I have an array (lons) of longitude values in the range [-180, 180]. I need to find the mean of the time series. This is easily done with
np.mean(lons)
This straight forward mean, of course, doesn't work if the series contains values either side of the dateline. What is the correct way of calculating the mean for all possible cases? Note, I would rather not have a condition that treats dateline crossing cases differently.
I've played around with np.unwrap after converting from degrees to rad, but I know my calculations are wrong because a small percentage of cases are giving me mean longitudes somewhere near 0 degrees (the meridian) over Africa. These aren't possible as this is an ocean data set.
Thanks.
EDIT: I now realise a more precise way of calculating the mean [lat, lon] position of a time series might be to convert to a cartesian grid. I may go down this route.
This is an application for directional statistics, where the angular mean is computed in the complex plane (see this section).

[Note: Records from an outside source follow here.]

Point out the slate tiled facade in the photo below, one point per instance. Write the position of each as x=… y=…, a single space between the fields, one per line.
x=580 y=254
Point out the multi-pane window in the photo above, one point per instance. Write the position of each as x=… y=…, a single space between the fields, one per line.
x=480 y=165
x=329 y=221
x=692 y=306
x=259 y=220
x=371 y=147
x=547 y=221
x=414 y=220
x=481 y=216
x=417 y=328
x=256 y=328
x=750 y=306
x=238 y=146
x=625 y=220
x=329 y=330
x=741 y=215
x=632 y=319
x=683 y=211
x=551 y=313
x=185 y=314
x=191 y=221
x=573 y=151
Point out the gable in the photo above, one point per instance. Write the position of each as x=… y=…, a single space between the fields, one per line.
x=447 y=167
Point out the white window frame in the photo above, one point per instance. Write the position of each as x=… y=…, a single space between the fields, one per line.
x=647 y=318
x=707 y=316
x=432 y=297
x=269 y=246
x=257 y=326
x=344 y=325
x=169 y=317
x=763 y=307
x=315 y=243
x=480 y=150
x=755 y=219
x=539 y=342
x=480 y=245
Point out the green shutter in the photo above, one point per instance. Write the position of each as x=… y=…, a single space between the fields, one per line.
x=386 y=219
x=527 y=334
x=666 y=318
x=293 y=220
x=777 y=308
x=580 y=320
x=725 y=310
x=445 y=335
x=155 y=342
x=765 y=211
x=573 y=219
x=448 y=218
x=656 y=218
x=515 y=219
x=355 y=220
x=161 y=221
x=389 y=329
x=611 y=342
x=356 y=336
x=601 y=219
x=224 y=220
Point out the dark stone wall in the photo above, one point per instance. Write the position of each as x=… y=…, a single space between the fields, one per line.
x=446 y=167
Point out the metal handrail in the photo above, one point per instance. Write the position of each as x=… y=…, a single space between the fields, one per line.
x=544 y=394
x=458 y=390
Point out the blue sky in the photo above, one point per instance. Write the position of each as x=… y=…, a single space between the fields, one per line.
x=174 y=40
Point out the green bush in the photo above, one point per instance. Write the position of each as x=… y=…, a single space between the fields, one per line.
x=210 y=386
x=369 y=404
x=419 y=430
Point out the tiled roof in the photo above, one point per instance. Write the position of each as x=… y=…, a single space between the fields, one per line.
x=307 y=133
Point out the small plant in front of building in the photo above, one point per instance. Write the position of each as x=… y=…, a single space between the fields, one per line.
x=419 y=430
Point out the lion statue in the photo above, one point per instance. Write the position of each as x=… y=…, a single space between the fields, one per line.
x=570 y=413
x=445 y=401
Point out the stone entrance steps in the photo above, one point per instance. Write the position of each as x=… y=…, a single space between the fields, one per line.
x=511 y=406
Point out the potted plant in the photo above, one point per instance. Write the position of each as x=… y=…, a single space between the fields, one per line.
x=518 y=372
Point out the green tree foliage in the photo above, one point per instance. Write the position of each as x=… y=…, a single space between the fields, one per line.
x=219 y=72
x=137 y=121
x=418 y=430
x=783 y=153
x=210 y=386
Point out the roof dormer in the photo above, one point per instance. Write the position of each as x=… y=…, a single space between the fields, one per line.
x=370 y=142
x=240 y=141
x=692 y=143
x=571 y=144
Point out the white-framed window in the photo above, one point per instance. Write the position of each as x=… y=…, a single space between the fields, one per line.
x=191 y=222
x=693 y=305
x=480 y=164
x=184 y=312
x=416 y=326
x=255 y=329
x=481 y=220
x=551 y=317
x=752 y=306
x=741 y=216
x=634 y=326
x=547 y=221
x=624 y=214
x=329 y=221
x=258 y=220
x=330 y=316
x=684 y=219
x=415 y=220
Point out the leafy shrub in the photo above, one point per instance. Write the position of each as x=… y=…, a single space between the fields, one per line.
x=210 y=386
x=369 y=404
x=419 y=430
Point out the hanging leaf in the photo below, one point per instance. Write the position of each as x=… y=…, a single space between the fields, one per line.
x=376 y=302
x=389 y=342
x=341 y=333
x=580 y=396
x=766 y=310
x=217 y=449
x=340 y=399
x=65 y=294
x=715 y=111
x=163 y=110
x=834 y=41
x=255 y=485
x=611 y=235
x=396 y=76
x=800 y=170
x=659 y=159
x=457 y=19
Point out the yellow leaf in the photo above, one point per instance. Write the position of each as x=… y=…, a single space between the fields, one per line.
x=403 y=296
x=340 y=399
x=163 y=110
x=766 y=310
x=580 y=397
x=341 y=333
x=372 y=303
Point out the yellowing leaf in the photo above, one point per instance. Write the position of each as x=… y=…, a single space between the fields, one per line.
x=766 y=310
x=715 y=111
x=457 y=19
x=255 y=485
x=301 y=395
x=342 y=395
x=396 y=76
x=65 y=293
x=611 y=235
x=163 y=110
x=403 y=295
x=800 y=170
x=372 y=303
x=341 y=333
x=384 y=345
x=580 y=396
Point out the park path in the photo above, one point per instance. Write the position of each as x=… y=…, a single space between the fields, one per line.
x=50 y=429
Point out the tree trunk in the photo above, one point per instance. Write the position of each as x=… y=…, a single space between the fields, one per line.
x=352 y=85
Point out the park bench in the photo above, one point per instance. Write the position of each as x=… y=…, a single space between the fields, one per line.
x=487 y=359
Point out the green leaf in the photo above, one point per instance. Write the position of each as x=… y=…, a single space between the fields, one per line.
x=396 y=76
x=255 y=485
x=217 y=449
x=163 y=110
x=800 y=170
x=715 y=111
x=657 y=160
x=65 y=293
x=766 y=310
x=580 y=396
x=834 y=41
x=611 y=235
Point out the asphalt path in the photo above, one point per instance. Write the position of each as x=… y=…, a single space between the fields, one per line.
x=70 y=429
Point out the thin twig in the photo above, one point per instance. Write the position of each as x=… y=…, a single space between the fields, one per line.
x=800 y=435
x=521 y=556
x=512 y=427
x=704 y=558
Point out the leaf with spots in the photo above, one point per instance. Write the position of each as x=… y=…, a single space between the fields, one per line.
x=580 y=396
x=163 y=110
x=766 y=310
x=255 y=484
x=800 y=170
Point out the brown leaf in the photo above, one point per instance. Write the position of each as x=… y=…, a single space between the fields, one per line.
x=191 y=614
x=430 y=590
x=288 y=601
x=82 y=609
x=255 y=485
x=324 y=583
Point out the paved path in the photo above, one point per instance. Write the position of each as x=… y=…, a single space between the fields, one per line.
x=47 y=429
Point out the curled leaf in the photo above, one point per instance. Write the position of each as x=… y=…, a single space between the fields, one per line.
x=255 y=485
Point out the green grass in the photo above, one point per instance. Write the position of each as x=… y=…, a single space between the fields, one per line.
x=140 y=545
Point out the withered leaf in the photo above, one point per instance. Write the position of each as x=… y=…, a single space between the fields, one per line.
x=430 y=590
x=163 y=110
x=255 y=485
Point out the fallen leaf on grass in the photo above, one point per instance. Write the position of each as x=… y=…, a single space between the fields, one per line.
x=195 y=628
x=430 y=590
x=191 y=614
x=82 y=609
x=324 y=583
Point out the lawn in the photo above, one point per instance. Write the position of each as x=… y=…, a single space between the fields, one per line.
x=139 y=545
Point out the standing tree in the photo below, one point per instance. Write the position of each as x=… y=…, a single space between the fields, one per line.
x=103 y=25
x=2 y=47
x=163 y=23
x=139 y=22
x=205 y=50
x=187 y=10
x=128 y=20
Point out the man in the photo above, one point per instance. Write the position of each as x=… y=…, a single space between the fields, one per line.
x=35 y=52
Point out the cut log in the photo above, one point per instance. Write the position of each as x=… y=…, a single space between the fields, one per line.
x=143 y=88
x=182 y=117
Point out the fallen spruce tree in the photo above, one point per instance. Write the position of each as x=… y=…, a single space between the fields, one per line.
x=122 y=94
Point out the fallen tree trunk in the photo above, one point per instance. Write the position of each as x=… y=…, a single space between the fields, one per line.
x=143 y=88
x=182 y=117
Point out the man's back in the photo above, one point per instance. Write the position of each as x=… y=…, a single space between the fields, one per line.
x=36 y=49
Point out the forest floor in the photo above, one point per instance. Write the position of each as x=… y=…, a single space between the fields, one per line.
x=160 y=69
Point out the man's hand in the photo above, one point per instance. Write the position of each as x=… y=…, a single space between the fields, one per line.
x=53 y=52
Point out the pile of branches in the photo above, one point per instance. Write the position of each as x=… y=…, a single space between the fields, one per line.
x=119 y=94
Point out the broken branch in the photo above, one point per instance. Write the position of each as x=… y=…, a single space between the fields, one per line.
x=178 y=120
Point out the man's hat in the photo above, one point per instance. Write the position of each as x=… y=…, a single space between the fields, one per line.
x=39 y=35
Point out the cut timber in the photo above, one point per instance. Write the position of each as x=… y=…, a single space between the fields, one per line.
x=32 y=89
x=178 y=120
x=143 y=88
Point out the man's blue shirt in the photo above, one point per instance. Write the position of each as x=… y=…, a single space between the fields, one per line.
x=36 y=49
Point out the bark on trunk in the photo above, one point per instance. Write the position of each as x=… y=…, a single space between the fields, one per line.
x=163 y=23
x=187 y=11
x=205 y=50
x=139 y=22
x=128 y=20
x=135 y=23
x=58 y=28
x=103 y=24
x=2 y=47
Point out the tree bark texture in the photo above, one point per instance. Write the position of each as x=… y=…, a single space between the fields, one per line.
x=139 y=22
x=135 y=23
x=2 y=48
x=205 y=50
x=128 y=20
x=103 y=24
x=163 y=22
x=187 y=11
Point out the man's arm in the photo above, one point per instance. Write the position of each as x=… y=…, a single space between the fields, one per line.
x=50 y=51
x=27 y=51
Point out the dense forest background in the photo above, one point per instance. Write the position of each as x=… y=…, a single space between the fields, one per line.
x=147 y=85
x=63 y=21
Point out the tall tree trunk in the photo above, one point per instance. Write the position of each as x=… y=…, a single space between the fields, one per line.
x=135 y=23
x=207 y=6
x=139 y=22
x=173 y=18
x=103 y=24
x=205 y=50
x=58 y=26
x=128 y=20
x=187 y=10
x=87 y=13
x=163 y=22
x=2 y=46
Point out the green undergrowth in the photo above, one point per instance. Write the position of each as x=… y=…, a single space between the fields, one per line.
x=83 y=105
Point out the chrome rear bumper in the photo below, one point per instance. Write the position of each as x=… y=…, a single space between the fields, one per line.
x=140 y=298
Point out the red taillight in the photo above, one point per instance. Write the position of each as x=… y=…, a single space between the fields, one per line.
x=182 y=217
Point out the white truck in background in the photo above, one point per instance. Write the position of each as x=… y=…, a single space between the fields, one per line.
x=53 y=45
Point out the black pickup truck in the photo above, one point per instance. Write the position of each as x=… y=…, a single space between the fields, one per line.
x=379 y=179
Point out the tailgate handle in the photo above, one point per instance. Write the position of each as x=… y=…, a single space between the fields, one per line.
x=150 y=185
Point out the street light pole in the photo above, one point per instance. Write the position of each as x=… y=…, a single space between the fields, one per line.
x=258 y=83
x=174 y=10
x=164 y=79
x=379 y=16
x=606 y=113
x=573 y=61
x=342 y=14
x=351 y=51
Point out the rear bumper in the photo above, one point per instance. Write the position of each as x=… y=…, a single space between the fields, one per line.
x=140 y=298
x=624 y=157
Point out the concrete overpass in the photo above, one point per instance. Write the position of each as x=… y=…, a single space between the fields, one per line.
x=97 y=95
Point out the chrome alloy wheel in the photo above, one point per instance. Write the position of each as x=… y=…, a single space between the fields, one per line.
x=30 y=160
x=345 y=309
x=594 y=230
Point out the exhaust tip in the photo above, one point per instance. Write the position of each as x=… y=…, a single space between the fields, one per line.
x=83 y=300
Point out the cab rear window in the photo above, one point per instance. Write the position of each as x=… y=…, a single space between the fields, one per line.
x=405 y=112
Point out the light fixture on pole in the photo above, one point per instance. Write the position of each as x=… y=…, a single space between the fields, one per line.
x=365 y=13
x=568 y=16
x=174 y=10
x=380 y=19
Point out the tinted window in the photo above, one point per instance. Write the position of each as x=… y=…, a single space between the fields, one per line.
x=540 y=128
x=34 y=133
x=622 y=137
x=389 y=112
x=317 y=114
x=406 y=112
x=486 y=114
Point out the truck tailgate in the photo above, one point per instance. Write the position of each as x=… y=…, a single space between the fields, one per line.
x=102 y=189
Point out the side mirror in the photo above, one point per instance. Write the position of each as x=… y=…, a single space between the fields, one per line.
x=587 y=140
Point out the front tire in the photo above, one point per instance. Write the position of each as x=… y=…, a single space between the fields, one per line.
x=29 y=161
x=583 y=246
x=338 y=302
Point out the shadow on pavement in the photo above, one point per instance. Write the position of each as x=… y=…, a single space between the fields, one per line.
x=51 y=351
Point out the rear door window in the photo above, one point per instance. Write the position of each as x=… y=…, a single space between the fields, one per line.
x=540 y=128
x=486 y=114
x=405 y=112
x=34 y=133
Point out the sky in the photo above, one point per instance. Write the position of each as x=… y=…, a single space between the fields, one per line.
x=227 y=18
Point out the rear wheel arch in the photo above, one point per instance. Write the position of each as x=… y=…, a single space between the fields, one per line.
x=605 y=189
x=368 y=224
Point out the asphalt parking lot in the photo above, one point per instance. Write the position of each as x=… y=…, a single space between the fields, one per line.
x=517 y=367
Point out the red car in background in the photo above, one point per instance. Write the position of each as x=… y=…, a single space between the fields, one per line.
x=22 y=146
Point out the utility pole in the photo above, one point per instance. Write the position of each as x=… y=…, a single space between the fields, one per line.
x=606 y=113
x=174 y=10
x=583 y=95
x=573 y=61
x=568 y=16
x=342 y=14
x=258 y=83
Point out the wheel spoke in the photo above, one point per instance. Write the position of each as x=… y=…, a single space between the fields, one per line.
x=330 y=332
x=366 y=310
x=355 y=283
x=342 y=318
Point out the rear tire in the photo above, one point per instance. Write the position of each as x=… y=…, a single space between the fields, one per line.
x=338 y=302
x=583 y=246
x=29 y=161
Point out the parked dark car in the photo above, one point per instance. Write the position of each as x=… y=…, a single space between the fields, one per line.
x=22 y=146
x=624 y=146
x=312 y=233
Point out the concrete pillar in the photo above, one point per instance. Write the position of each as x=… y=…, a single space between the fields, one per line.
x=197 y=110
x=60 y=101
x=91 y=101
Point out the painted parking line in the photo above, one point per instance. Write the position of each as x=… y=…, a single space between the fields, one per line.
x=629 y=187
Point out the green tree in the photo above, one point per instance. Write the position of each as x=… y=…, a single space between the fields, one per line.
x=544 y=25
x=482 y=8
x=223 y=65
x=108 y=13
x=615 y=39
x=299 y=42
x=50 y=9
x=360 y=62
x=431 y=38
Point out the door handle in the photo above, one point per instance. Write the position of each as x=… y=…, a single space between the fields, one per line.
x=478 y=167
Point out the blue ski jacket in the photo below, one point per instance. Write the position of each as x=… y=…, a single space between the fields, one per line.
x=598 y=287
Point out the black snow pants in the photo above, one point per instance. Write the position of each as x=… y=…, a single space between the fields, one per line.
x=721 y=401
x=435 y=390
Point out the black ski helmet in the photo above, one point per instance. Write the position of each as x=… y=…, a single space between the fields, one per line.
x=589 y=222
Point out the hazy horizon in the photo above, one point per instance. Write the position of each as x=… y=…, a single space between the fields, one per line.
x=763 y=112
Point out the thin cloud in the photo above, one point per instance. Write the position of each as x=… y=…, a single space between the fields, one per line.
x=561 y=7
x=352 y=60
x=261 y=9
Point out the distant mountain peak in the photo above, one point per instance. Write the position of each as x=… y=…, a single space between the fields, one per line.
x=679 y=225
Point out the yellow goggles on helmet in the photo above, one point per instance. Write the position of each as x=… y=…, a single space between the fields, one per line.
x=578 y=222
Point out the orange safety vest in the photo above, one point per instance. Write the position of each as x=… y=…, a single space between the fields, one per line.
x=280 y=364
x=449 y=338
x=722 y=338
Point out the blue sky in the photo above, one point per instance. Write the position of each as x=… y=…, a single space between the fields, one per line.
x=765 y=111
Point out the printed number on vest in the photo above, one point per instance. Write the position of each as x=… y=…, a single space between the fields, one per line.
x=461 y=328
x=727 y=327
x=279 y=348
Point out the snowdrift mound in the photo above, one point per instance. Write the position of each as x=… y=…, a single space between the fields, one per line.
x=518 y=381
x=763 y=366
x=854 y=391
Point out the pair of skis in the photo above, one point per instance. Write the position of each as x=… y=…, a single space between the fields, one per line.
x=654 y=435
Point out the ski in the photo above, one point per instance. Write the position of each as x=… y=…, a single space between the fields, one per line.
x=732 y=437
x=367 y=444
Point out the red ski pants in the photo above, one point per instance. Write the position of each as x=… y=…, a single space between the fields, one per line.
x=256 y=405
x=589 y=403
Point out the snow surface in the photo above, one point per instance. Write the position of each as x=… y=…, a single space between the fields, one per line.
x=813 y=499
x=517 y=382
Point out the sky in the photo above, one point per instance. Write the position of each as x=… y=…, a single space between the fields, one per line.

The result is a complex number, whose imaginary part represents the mean angle:
import numpy as np
def angular_mean(angles_deg):
N = len(angles_deg)
mean_c = 1.0 / N * np.sum(np.exp(1j * angles_deg * np.pi/180.0))
return np.angle(mean_c, deg=True)
lons = [
np.array([-175, -170, 170, 175]), # broad distribution
np.random.rand(1000) # narrow distribution
]
for lon in lons:
print angular_mean(lon), np.mean(lon)
As you can see, arithmetic mean and angular mean are quite similar for a narrow distribution, whereas they differ significantly for a broad distribution.
Using cartesian coordinates is not appropriate, as the center of mass will be located within the earth, but since you are using surface data I assume you want it to be located on the surface.